Das gestrandete Schiff sinkt nicht lotrecht. Der Äquatorialstrom, der vom Passat getrieben wird, führt es nach Westen. Aber je tiefer es hinunter kommt, desto schwächer wird die Strömung, und schließlich beginnt das Wrack lotrecht hinabzusinken, bis es endlich seinen letzten Hafen erreicht hat. Sein Kiel prallt auf dem Meeresgrund auf, dann neigt es sich langsam auf die Seite und liegt nun mit vollen Segeln genau in derselben Lage, als ob es noch droben aus der Oberfläche vor dem Passatwind einherführe.

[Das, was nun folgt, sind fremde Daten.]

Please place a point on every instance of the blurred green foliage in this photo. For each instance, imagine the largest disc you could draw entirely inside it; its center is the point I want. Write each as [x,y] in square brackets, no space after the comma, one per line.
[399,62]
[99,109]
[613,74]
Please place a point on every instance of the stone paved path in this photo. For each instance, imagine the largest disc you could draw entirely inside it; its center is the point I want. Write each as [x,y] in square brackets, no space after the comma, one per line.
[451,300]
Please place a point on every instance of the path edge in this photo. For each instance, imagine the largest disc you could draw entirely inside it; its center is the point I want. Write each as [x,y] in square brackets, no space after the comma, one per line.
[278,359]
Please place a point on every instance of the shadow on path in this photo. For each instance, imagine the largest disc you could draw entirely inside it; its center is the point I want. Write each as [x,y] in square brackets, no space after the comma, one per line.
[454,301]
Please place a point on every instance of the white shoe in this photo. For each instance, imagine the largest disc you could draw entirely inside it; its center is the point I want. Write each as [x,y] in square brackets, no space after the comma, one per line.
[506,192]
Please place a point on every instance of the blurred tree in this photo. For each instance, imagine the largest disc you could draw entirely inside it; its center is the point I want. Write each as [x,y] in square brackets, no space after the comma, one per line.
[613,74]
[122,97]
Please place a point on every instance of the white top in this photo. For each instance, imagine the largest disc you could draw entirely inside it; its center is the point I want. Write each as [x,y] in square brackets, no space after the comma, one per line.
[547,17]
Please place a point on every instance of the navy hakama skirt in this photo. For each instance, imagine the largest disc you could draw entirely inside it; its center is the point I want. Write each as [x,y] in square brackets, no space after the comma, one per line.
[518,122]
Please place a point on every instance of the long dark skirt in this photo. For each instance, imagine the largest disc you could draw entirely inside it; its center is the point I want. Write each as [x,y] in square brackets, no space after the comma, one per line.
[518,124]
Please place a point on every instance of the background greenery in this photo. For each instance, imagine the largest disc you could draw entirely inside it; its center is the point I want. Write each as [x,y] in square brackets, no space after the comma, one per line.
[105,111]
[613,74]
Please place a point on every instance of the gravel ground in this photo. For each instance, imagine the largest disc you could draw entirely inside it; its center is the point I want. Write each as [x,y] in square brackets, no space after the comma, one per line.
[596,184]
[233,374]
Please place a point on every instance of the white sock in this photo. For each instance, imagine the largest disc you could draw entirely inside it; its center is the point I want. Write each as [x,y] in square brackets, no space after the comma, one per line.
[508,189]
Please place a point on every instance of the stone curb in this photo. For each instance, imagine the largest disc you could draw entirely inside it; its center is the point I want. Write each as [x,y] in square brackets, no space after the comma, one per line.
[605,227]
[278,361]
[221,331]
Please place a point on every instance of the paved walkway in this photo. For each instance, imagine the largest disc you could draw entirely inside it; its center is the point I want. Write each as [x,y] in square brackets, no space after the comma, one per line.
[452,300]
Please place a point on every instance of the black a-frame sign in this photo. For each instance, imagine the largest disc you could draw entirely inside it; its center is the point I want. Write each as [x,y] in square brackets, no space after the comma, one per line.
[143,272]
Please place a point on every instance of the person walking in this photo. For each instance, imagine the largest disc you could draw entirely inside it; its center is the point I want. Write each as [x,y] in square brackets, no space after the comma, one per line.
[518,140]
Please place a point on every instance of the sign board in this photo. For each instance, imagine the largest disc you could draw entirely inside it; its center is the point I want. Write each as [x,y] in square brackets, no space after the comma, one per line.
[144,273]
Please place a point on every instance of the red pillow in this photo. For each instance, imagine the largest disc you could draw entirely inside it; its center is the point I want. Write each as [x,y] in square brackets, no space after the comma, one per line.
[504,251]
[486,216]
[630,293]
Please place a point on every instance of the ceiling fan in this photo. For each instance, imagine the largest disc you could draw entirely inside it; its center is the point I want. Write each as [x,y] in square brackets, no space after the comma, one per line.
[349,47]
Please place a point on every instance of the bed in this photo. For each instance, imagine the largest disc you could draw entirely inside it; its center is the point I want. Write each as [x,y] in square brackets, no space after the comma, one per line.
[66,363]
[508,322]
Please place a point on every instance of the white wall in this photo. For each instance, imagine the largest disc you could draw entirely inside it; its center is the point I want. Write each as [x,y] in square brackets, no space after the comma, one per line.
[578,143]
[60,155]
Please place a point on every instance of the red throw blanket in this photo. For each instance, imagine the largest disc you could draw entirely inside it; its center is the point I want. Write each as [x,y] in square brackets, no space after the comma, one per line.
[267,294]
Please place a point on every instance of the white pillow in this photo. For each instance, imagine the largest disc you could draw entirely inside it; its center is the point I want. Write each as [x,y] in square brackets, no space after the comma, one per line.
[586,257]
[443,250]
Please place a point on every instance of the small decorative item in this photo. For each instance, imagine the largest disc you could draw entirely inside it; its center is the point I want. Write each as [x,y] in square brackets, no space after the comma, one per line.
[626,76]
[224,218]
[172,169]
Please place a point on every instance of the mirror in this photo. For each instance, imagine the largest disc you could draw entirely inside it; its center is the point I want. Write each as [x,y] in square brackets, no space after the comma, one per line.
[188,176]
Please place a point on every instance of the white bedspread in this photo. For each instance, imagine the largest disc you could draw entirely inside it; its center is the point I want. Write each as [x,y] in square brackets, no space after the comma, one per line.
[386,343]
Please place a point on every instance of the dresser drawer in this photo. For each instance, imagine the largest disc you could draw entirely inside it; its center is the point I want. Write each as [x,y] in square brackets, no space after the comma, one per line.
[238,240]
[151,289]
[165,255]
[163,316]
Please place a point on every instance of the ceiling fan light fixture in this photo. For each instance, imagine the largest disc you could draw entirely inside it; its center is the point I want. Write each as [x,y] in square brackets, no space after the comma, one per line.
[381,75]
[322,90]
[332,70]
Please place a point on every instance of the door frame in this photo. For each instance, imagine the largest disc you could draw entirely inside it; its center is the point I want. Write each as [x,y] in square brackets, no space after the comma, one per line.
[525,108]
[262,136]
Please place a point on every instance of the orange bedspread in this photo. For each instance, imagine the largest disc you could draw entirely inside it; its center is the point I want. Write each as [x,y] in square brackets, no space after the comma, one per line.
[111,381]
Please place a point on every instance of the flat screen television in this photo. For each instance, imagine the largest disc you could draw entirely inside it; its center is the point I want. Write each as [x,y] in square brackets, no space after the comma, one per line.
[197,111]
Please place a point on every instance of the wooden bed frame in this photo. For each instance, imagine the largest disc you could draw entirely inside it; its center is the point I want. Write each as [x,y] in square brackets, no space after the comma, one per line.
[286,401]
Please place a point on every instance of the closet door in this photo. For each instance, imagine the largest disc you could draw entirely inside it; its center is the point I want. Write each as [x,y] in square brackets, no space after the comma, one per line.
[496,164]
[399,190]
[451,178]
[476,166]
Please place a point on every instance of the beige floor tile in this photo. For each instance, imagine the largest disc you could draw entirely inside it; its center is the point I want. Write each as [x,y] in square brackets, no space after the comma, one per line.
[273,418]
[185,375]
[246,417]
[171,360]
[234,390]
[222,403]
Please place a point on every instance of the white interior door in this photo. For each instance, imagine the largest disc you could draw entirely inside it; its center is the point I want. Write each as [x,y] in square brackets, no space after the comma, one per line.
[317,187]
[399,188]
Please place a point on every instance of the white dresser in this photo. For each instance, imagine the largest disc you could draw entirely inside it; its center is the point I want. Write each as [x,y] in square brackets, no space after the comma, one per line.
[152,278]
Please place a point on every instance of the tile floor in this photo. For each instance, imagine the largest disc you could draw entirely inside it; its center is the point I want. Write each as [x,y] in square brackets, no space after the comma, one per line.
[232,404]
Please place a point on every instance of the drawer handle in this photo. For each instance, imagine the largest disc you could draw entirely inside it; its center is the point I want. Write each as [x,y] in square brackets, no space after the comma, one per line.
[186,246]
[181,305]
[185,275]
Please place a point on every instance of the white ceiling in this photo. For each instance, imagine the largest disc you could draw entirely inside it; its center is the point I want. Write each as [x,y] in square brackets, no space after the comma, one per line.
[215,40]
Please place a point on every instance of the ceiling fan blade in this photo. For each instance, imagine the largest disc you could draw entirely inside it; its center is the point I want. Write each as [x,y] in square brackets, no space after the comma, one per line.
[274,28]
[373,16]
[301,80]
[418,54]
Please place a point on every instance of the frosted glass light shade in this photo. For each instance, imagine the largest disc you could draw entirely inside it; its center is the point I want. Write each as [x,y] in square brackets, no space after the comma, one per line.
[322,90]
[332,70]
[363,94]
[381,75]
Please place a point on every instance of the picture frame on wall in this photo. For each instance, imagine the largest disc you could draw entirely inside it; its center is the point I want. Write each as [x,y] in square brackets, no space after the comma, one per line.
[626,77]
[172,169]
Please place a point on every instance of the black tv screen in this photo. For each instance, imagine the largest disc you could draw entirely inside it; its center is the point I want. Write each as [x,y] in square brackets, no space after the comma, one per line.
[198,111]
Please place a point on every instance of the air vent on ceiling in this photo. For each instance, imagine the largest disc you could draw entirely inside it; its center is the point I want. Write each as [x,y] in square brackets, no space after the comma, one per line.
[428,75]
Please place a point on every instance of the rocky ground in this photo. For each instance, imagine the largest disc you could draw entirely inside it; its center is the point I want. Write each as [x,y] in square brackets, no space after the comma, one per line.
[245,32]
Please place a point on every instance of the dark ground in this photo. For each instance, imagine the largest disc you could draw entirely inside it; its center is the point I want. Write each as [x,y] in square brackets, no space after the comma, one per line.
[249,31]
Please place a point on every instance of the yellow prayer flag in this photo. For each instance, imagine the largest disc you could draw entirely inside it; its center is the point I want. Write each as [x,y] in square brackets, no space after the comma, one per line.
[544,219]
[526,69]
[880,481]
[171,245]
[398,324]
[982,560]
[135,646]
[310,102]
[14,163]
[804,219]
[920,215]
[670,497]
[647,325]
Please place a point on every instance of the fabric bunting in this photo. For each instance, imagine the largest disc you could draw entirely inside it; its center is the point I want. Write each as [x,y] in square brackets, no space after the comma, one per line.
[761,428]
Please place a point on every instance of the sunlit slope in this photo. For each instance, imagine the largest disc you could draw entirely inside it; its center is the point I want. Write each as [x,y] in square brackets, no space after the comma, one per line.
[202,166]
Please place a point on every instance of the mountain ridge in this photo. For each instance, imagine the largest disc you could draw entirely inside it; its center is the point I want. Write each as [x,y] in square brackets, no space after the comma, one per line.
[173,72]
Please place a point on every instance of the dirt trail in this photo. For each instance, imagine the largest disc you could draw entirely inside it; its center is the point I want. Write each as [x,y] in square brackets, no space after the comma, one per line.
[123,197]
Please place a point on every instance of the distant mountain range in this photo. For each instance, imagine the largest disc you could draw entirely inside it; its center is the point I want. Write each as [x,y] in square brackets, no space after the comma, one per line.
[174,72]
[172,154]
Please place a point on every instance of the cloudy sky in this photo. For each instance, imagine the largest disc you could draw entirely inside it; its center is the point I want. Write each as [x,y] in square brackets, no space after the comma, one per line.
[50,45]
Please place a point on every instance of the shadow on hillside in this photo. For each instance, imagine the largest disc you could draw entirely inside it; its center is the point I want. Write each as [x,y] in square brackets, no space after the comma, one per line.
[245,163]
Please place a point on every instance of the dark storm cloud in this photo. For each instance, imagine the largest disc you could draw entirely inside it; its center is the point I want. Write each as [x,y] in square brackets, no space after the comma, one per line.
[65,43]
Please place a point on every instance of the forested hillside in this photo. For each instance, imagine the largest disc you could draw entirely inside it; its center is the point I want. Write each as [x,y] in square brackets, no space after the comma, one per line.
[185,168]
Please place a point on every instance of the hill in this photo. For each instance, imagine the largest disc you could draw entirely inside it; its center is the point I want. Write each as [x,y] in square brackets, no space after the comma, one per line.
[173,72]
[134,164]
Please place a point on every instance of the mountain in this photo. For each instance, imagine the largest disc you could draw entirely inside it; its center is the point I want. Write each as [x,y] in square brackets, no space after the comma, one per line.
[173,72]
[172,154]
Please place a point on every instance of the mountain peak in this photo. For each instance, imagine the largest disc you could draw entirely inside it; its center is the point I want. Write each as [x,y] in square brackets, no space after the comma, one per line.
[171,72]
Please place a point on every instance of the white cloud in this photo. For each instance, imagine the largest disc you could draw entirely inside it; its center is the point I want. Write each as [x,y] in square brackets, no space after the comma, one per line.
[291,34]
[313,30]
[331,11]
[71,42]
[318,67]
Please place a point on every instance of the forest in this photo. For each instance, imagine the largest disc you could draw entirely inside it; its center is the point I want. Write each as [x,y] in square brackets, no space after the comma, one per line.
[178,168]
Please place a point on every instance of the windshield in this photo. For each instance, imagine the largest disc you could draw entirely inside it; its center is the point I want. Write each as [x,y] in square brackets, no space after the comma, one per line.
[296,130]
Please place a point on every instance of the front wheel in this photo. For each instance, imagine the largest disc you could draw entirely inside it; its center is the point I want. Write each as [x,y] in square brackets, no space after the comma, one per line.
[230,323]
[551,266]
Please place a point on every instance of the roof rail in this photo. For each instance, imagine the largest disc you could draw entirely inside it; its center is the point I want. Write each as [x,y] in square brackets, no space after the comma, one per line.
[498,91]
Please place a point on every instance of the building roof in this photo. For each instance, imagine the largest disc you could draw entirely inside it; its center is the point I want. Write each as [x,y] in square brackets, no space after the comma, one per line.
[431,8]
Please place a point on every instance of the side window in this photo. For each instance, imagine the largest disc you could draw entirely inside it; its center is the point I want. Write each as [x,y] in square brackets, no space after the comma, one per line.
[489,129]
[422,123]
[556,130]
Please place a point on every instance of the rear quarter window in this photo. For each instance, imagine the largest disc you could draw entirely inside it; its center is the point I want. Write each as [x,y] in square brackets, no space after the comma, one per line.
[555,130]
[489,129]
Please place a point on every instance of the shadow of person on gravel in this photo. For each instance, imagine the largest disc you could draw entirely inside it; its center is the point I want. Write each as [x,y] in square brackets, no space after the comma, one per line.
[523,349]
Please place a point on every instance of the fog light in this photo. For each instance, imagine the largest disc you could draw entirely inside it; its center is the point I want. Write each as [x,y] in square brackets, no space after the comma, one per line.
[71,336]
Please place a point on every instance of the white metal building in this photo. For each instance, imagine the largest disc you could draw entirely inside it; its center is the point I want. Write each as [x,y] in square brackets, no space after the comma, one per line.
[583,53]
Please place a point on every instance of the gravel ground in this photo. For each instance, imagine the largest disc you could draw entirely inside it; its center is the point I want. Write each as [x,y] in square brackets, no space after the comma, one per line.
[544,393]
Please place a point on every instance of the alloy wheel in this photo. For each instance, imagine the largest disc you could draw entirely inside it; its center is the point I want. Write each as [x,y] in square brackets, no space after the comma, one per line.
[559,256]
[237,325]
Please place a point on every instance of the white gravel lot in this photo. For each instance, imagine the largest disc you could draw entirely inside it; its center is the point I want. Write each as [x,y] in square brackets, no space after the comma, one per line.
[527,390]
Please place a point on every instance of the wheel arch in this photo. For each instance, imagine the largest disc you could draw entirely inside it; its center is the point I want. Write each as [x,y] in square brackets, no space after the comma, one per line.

Rätsel- und grauenhaft ist die mit Wasser bedeckte Erdoberfläche hier unten in fünf Kilometer Tiefe. Endlose Ebenen dehnen sich nach allen Seiten hin. Meilenweit ist der Meeresboden so glatt wie eine Tischplatte, und wir würden über diese trostlose Ebenmäßigkeit staunen, wenn wir beim Licht eines gewaltigen Scheinwerfers dort unten umherwandern könnten. Schließlich aber würden wir in eine Gegend gelangen, wo sich der Meeresgrund hebt, erst langsam, dann immer schneller, und zuletzt so schroff wie die steilsten Berge. Sogar senkrecht ansteigenden Felswänden würden wir hier begegnen. Folgten wir ihnen aufwärts durch die Wasserschichten, so würde es allmählich um uns dämmern und so hell werden, wie auf der Erde, wenn der Morgen graut, und schließlich würde sogar die Sonne durch das Wasser hindurchscheinen und immer mehr an Leuchtkraft zunehmen. Tief unten, wo das Schiff bis zum jüngsten Tag liegt, war das Wasser eisig kalt, kaum mehr als 1½ Grad warm. Je höher wir aber emporsteigen, desto wärmer wird es, zuerst nur langsam, dann wird der Temperaturunterschied schnell größer, und jetzt, wo die Sonne klar durch das salzige Kristall leuchtet und schon ein Hauch der wiegenden Dünung zu verspüren ist, wird die Flut lauwarm. Stecken wir nun unsern nassen Kopf aus dem Wasser hervor, dann sehen wir, daß der steile Abhang uns auf eine Koralleninsel hinaufgeführt hat. –

Was ist nun das Schicksal der Mannschaft des untergegangenen Schiffes? Der Albatros kann uns auch darüber Auskunft geben. Er sah, daß die Boote in der Nacht auf dem Meer voneinander getrennt wurden; zwei rettete ein Dampfer, und zwei andere erreichten eine Koralleninsel. Nur eines verirrte sich, und gerade diesem Boot ist unser Albatros gefolgt. Er beobachtete, wie Hunger und Durst die Matrosen quälten. Als der erste starb, warfen die Kameraden die Leiche über Bord. Mit derselben Absicht wie der Albatros sind zwei Haifische dem Boot gefolgt. Sie haben einen schieferblauen Rücken und einen weißen Bauch, und ihr scheußlicher Rachen ist mit mehreren Reihen dreieckiger, spitziger Zähne bewaffnet, die so scharf sind wie das Blatt einer Säge. Sie fallen nun über den toten Matrosen her und verschmähen nicht einmal seine Kleider. Deshalb ist der Albatros auch ihnen nicht hold, denn sie sind ebenso gefräßig wie er. Kaum ein Tag vergeht, wo er diese Nebenbuhler nicht umherschwimmen sieht. Sie schwimmen stets so schnell, als wenn sie auf der Suche nach etwas seien, und stets so dicht unter der Oberfläche, daß ihre hohe, gerade Rückenflosse aus dem Wasser hervorsieht. Wenn aber eine Beute ihr Ziel ist, vergrößern sie noch ihre Geschwindigkeit und schießen wie Torpedos durch das Wasser hin. Sie folgen den Schiffen ebenso eigensinnig wie der Albatros, und an Klugheit können sie sich mit ihm messen. Wie oft hat er nicht zugesehen, wenn ein Hai einen über Bord gefallenen Matrosen packte. Aber einmal war es ihm auch begegnet, daß ein Matrose die Geistesgegenwart besaß, sich mit seinem Taschenmesser gegen den Haifisch zu verteidigen und sich von ihm zu befreien! Und auf den Inseln der Südsee hat er oft schon beobachtet, wie sich die Eingeborenen, selbst flink und gewandt wie Fische im Wasser, freiwillig in den Kampf mit diesen Raubtieren begeben und ihnen mit einem Messer den Bauch aufschlitzen. Das furchtbarste aber, dessen er sich erinnern kann, war ein großes Schiff, an dessen Bord das gelbe Fieber wütete und auf dem die Leute wie Fliegen dahinstarben. Ein ganzer Schwarm von Haifischen war damals diesem Schiff gefolgt und hatte sich so satt gefressen, daß selbst der Albatros, den sonst dergleichen nicht weiter angreift, dieses Schauspiel widerwärtig gefunden hatte.